Od lat 80. do dziś powstało bardzo wiele filmowych wizji miast przyszłości; jedne czerpiące więcej z dorobku swych poprzedników (Powrót do przyszłości, Pamięć absolutna, Seksmisja, Miasto zaginionych dzieci, Piąty element, Matrix, Raport mniejszości), inne ukazujące bardziej niekonwencjonalne wyobrażenia tego, co ma nadejść. W Planecie małp daleka przyszłość wystylizowana jest na zamierzchłą przeszłość, w Wehikule czasu ludzie zamiast tłoczyć się w murach rozrastającego się miasta, zamieszkują skalne ściany, co czyni świat przyszłości baśniowym, w Wodnym świecie życie toczy się na wodzie z powodu braku lądu. A. I. Sztuczna inteligencja, będąca opowieścią o wędrówce dziecka-robota Davida w poszukiwaniu własnej tożsamości, przedstawia dwie wizje miast przyszłości: Rouge City, futurystyczną wersję Las Vegas, gdzie zamiast hazardu rozrywki dostarcza się ludziom znęcanie się nad humanoidalnymi robotami, a także Nowy Jork zalany oceanem, ponad którym wystają jedynie wierzchołki drapaczy chmur. To w tym wymarłym mieście, skutym lodem i chylącym się ku ostatecznemu upadkowi, David znajduje serię przygotowanych do wystawienia na sklepowych półkach identycznych jak on chłopców.

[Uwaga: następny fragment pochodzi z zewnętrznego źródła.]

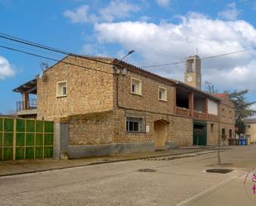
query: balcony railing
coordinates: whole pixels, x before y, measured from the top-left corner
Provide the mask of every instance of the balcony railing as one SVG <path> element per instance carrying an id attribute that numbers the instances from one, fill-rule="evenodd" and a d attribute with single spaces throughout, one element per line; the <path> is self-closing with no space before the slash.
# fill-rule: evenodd
<path id="1" fill-rule="evenodd" d="M 195 119 L 199 119 L 199 120 L 205 120 L 205 121 L 207 120 L 218 121 L 219 120 L 218 115 L 205 113 L 202 112 L 191 110 L 188 108 L 180 108 L 180 107 L 175 107 L 175 112 L 176 112 L 176 114 L 190 117 L 193 117 Z"/>
<path id="2" fill-rule="evenodd" d="M 30 98 L 27 101 L 17 102 L 17 112 L 37 108 L 37 98 Z"/>

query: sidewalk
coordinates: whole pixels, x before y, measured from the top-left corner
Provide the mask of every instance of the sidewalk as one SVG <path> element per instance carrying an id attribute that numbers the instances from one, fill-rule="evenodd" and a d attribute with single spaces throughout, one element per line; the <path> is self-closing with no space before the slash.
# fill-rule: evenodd
<path id="1" fill-rule="evenodd" d="M 222 148 L 223 149 L 223 148 Z M 59 170 L 65 168 L 92 165 L 97 164 L 111 163 L 117 161 L 155 158 L 161 156 L 173 156 L 173 159 L 182 158 L 181 155 L 204 152 L 215 150 L 214 146 L 204 147 L 181 147 L 161 151 L 133 153 L 125 155 L 114 155 L 109 156 L 90 157 L 74 160 L 22 160 L 16 161 L 0 162 L 0 176 L 18 174 L 33 173 L 39 171 Z"/>

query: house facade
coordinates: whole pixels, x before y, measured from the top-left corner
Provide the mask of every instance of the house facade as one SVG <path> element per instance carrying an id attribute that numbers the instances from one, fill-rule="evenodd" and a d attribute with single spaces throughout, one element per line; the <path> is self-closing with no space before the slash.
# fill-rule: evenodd
<path id="1" fill-rule="evenodd" d="M 216 145 L 224 130 L 234 132 L 232 103 L 200 89 L 198 56 L 186 59 L 185 78 L 163 78 L 112 58 L 69 55 L 36 84 L 14 89 L 26 106 L 17 114 L 66 123 L 71 158 Z M 30 114 L 23 100 L 31 91 L 37 107 Z"/>
<path id="2" fill-rule="evenodd" d="M 245 135 L 247 138 L 250 138 L 251 141 L 256 142 L 256 119 L 248 118 L 244 120 L 245 123 Z"/>

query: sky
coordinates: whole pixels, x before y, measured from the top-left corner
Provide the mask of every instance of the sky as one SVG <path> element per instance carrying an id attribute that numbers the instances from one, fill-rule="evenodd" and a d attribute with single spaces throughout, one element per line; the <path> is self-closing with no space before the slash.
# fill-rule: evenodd
<path id="1" fill-rule="evenodd" d="M 0 33 L 80 55 L 122 58 L 144 67 L 251 49 L 201 61 L 202 82 L 219 92 L 248 89 L 256 101 L 256 0 L 0 0 Z M 63 55 L 0 38 L 0 46 Z M 16 110 L 12 89 L 55 62 L 0 47 L 0 113 Z M 184 80 L 185 65 L 147 67 Z M 256 105 L 254 106 L 256 109 Z"/>

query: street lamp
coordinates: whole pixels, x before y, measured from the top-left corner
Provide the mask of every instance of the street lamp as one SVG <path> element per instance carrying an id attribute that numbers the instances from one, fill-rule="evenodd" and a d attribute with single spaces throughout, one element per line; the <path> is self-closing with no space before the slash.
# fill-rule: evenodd
<path id="1" fill-rule="evenodd" d="M 127 56 L 128 56 L 129 55 L 133 54 L 133 52 L 135 52 L 135 50 L 130 50 L 128 53 L 127 53 L 127 55 L 125 55 L 120 60 L 118 60 L 118 62 L 123 60 L 124 58 L 126 58 Z"/>
<path id="2" fill-rule="evenodd" d="M 118 65 L 119 62 L 121 62 L 124 58 L 126 58 L 127 56 L 128 56 L 129 55 L 133 54 L 133 52 L 135 52 L 135 50 L 129 50 L 124 56 L 123 56 L 120 60 L 118 60 L 115 65 Z M 116 74 L 118 74 L 120 73 L 120 70 L 116 68 L 115 69 L 116 70 Z M 127 69 L 126 68 L 123 68 L 123 74 L 125 75 L 127 74 Z"/>

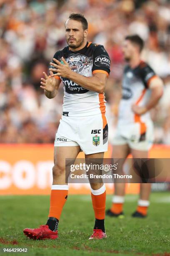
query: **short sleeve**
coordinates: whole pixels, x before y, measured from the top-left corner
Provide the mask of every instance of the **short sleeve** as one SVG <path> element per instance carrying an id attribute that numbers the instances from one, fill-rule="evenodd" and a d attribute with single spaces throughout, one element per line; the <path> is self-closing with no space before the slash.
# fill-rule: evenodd
<path id="1" fill-rule="evenodd" d="M 110 58 L 104 46 L 100 45 L 97 46 L 93 54 L 92 74 L 102 73 L 109 77 L 110 66 Z"/>
<path id="2" fill-rule="evenodd" d="M 144 83 L 147 87 L 148 87 L 152 79 L 157 77 L 157 76 L 153 69 L 148 64 L 146 64 L 142 69 L 142 76 Z"/>
<path id="3" fill-rule="evenodd" d="M 57 51 L 55 54 L 54 54 L 53 58 L 52 58 L 52 61 L 51 61 L 51 62 L 52 62 L 52 63 L 55 63 L 55 62 L 53 60 L 53 58 L 59 60 L 59 52 L 58 51 Z M 54 66 L 52 66 L 52 65 L 50 65 L 50 68 L 55 68 L 55 67 Z M 57 74 L 57 72 L 53 72 L 53 73 L 54 74 Z M 60 78 L 60 77 L 58 76 L 55 76 L 54 77 L 56 79 L 58 79 L 58 80 L 61 80 L 61 79 Z"/>

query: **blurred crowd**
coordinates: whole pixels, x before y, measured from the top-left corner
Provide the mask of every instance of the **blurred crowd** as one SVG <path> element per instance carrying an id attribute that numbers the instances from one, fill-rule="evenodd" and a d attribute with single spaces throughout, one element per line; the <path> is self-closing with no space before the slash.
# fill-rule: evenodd
<path id="1" fill-rule="evenodd" d="M 63 90 L 48 99 L 40 88 L 42 72 L 66 46 L 64 23 L 84 14 L 88 40 L 104 45 L 111 60 L 105 95 L 110 124 L 116 124 L 128 34 L 145 42 L 142 59 L 163 79 L 164 93 L 151 111 L 155 143 L 170 143 L 170 2 L 168 0 L 0 0 L 0 142 L 53 143 Z"/>

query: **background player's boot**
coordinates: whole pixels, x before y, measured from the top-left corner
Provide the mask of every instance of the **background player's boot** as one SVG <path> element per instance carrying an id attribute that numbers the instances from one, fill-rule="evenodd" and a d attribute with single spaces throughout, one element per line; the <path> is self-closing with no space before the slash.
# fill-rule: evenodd
<path id="1" fill-rule="evenodd" d="M 89 240 L 102 239 L 102 238 L 106 238 L 106 233 L 103 232 L 101 229 L 93 229 L 93 233 L 89 238 Z"/>
<path id="2" fill-rule="evenodd" d="M 120 213 L 115 213 L 111 211 L 110 209 L 106 211 L 106 215 L 110 217 L 124 218 L 123 212 L 121 212 Z"/>
<path id="3" fill-rule="evenodd" d="M 58 231 L 53 231 L 48 225 L 41 225 L 38 228 L 25 228 L 24 235 L 33 239 L 55 239 L 58 238 Z"/>
<path id="4" fill-rule="evenodd" d="M 132 217 L 137 218 L 145 218 L 147 216 L 146 215 L 142 214 L 138 211 L 136 211 L 132 214 Z"/>

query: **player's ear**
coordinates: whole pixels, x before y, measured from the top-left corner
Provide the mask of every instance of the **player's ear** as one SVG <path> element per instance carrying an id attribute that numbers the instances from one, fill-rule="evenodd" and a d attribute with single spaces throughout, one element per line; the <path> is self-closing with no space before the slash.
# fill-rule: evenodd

Do dziś jednak nie powstało dzieło, w którym miasto przyszłości uderzałoby widza taką pełnią symboliki, artystycznego kunsztu i równie trafnym oddaniem stanu psychicznego człowieka w postmodernizmie jak Blade Runner. Ukazany w nim obraz L.A. roku 2019 jest głęboki, intensywny i mroczny. Jest czymś więcej niż tylko filmową wizją, jest wrażeniem. Pozostawia po sobie wielość nieokreślonych odczuć, każących zadać sobie szereg pytań – dokąd wszystko zmierza, co znaczy być człowiekiem we współczesnym świecie, czym jest rzeczywistość… Miasto w tym filmie nie jest jedynie tłem, scenografią do rozgrywających się wydarzeń, ale osobnym bohaterem grającym jedną z kluczowych ról.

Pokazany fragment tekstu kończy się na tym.